Would you have handled this differently?

I think if you're presented with a dire situation like this then anything that restores a patent airway quickly is the right answer. The only potential problem with your approach might have been if you didn't have a view and got tunnel vision, leading to persisting with laryngoscopy, rather than cutting the neck. Obviously that wasn't the case.

Nice job!

Maybe you could have kicked the ER attending twice...but that might have been a waste of an extra few seconds you could have spent in bed.
 
wow, good work! here's a question for you though... is there any concern that even after getting the tube in, you could have sufficient edema to clamp your tube closed? I know this has happened in other circumstances that i have read about... I guess you'd have some warning of that impending doom, but i also think a surgical airway in this patient would have been totally appropriate.

i would not feel totally comfortable doing the surgical airway myself, so i might have tried what you tried. why didn't you take a look with the fiberoptic?

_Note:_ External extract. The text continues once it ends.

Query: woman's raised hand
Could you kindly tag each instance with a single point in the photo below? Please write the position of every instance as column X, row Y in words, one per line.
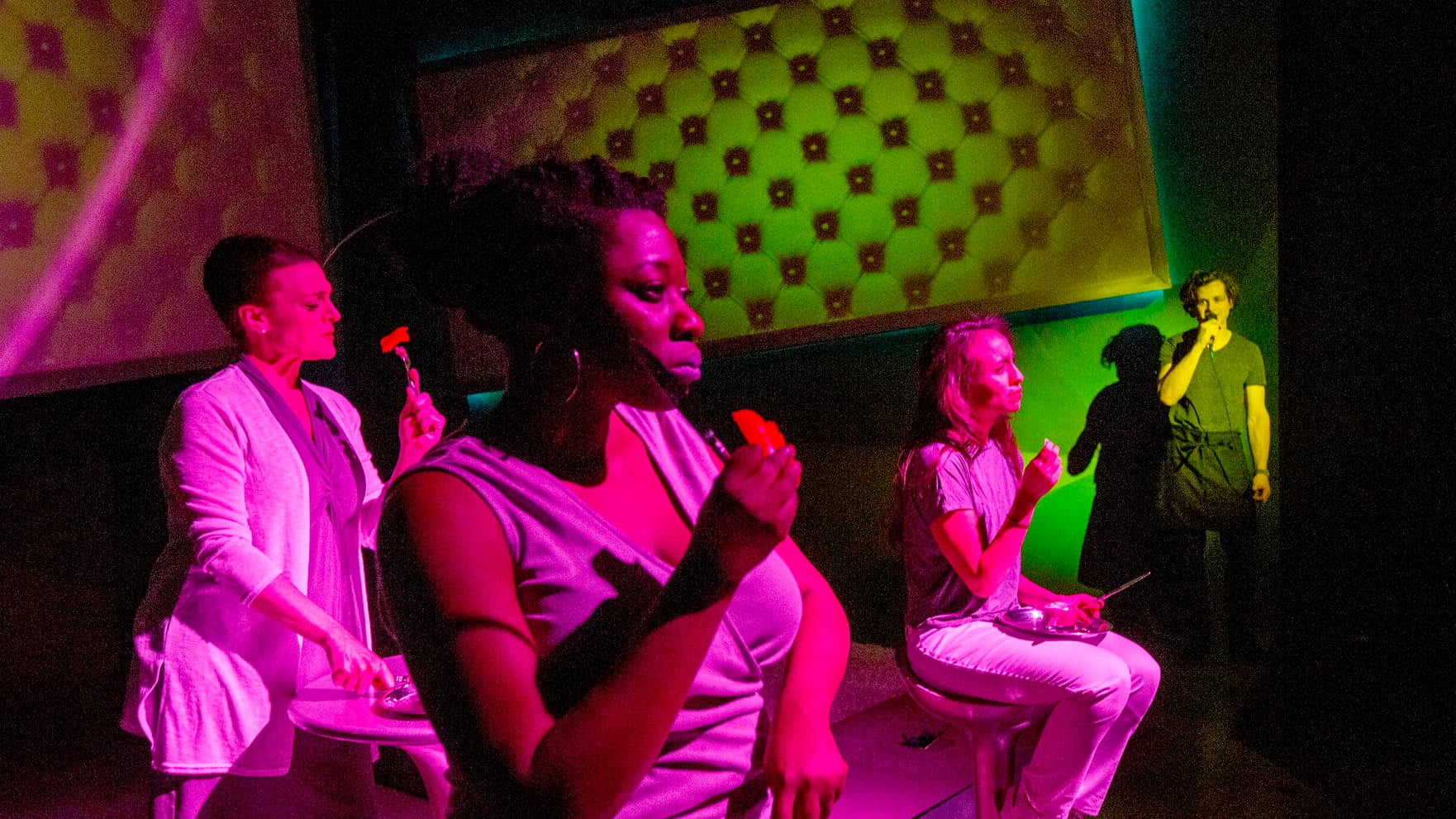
column 750, row 509
column 1041, row 474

I think that edema clamping off a tube usually happens with smaller diameter tubes. I was able to corkscrew a 7.0 in this guy. Once I got past his laryngeal edema the tube fit pretty easily. I agree with you that that is a concern but I felt like at least trying to put a tube in was worth a shot.

I'll be honest, most fiberoptics except the very routine one, would have taken me more time than I had here. I figured I would get one try before I was going to have to cric this guy. As an aside, from now on in these pt's I feel that an awake glidescope is the way to go. I think the anatomy is so distorted that the narrow view that the fiber gives you is a detriment. At least with the glidescope you can get some idea of where you are b/c of the added advantage of being able to see where the blade is going. I did not have a glidescope here and probably would have had to still push drugs to even get the blade in.
 
I was really interested in the point about how, because the patient had already completely obstructed, you weren't going to make anything worse by inducing. I'm not sure how that would play out in an M and M or a trial, but it makes sense to me. I think that would've been a really tough call to make in the moment, but it seems like a good point to consider in your decision tree; I probably will.